Sunday, December 6, 2009

A Rabbi, a Policeman and a Dog Walk Into a State Capitol...

No, this is NOT a joke.  You just can't make this stuff up.  Eric A. Stern, writing in The New York Times' Religion Journal column yesterday, told the story of how a rabbi with a long beard, black hat, and long black coat helped to solve a problem for the Police Department in Helena, the capital city of Montana.  

It seems that the Helena Police Department needed a dog trained to do searches for bombs, but didn't want to pay the going price of $20,000.  After shopping around, they found that Israel had a surplus of these trained dogs and was willing to give the dog to Montana for the price of a flight.  So that's how Miky (pronounced Mikey), a German shepherd, landed in Montana.  

But there was one problem.  Miky had been trained by Hebrew speaking handlers.  When he arrived in Helena, he wouldn't respond to commands in English.  The officer, who was given a list of Hebrew commands like "Hishaer" (stay) "Chapess" (search) and "Kelev Tov" (good doggy), suspected that his pronunciation was not good enough for the dog to understand.  

So the policeman and the dog showed up at the Capitol on the first night of Hanukkah last year.  When the candle lighting ceremony was over, the policeman approached the Hasidic rabbi, who helped him with his Hebrew pronunciations, and made himself available as needed to help the officer communicate with his security dog.

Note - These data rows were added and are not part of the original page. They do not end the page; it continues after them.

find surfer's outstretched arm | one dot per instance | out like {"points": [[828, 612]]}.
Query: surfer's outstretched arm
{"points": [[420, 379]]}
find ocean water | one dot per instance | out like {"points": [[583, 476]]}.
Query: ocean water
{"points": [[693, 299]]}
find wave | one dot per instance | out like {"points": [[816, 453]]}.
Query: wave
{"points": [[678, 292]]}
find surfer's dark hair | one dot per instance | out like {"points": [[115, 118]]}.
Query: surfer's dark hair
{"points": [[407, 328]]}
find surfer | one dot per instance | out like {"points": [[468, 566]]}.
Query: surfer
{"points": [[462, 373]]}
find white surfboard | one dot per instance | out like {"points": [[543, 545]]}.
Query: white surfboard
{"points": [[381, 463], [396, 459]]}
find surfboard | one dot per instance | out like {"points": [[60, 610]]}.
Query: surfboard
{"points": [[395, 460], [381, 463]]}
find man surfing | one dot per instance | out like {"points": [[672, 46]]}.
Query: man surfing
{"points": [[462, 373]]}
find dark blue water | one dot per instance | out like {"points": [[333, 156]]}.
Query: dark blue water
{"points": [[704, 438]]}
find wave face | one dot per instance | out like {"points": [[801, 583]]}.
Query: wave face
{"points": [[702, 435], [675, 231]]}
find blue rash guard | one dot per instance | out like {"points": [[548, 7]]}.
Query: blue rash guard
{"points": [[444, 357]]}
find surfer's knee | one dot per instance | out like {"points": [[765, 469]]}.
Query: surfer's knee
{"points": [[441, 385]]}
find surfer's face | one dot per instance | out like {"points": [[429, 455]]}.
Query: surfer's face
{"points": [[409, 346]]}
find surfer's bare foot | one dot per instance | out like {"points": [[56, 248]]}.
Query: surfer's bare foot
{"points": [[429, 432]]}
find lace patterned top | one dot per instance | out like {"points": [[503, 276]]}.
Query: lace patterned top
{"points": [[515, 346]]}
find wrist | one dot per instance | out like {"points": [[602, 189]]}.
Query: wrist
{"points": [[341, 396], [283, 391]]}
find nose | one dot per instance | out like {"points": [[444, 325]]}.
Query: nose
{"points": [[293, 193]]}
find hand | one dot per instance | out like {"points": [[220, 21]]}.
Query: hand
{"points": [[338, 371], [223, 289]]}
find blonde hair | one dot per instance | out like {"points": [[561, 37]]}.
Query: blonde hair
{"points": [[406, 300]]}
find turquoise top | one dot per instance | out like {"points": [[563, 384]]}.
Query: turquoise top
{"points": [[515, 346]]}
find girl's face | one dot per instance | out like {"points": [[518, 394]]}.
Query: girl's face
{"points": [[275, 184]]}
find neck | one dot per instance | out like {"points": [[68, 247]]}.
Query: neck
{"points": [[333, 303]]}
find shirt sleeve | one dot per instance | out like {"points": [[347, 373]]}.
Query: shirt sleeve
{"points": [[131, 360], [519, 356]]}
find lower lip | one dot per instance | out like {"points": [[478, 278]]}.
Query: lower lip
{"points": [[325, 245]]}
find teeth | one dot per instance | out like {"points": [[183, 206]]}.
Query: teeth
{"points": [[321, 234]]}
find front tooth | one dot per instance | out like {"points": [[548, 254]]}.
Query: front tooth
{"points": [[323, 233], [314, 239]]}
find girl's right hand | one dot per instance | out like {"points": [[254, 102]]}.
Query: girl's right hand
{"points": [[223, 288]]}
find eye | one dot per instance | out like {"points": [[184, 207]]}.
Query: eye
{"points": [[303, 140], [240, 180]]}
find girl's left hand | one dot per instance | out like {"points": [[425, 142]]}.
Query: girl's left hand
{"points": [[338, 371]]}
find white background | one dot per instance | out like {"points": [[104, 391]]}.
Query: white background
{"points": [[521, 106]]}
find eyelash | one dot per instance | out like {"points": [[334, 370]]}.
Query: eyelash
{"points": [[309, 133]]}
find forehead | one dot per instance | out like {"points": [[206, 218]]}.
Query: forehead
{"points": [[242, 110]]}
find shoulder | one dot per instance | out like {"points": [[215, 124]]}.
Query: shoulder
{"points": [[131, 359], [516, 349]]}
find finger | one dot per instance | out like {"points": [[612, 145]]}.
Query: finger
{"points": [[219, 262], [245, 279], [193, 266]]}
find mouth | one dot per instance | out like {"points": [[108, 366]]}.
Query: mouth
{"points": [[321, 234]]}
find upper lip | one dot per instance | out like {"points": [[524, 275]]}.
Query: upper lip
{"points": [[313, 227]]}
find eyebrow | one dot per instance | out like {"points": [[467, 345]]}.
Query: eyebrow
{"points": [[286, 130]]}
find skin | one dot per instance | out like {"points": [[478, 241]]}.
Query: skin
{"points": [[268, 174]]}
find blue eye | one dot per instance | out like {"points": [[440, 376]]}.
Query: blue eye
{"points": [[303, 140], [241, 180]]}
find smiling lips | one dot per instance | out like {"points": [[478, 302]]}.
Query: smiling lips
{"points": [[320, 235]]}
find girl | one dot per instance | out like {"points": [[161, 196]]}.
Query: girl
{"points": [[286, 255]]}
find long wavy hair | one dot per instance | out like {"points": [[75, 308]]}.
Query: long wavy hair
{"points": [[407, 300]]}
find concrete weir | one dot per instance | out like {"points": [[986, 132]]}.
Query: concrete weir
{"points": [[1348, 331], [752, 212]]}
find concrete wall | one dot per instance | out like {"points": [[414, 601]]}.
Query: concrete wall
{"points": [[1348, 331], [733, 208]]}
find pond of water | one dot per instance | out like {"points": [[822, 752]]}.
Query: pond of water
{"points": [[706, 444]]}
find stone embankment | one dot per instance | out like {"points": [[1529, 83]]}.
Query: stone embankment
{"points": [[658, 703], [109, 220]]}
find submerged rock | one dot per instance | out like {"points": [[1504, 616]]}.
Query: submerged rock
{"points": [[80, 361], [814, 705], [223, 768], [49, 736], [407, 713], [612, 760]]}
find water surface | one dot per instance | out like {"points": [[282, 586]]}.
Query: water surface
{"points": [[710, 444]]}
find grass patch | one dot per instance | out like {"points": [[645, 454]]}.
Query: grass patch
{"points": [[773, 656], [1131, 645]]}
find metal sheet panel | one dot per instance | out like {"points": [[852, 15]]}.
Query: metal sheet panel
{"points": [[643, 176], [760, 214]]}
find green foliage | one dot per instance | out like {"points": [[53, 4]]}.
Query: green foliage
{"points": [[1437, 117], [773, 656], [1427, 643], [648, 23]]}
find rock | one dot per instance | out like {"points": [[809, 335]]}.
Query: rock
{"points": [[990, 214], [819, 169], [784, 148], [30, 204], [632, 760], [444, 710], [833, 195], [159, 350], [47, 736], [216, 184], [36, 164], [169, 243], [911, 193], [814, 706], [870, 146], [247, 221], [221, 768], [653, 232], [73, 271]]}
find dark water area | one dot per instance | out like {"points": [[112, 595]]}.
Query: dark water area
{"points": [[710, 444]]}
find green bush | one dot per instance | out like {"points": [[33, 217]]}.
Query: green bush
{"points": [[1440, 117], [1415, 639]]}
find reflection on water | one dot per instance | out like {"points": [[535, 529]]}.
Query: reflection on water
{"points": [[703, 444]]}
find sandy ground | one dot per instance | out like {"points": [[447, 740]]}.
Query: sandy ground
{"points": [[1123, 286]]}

The article relates interesting information about Jewish life in Montana, and how it is experiencing a minor revival.  The article concludes,
...the big winner is the rabbi, a recent arrival from Brooklyn who is working hard (against tough odds) to bring his Lubavitch movement to Montana.  He has been scouring the state for anyone who can speak Hebrew, and is elated to have found a German shepherd he can talk to.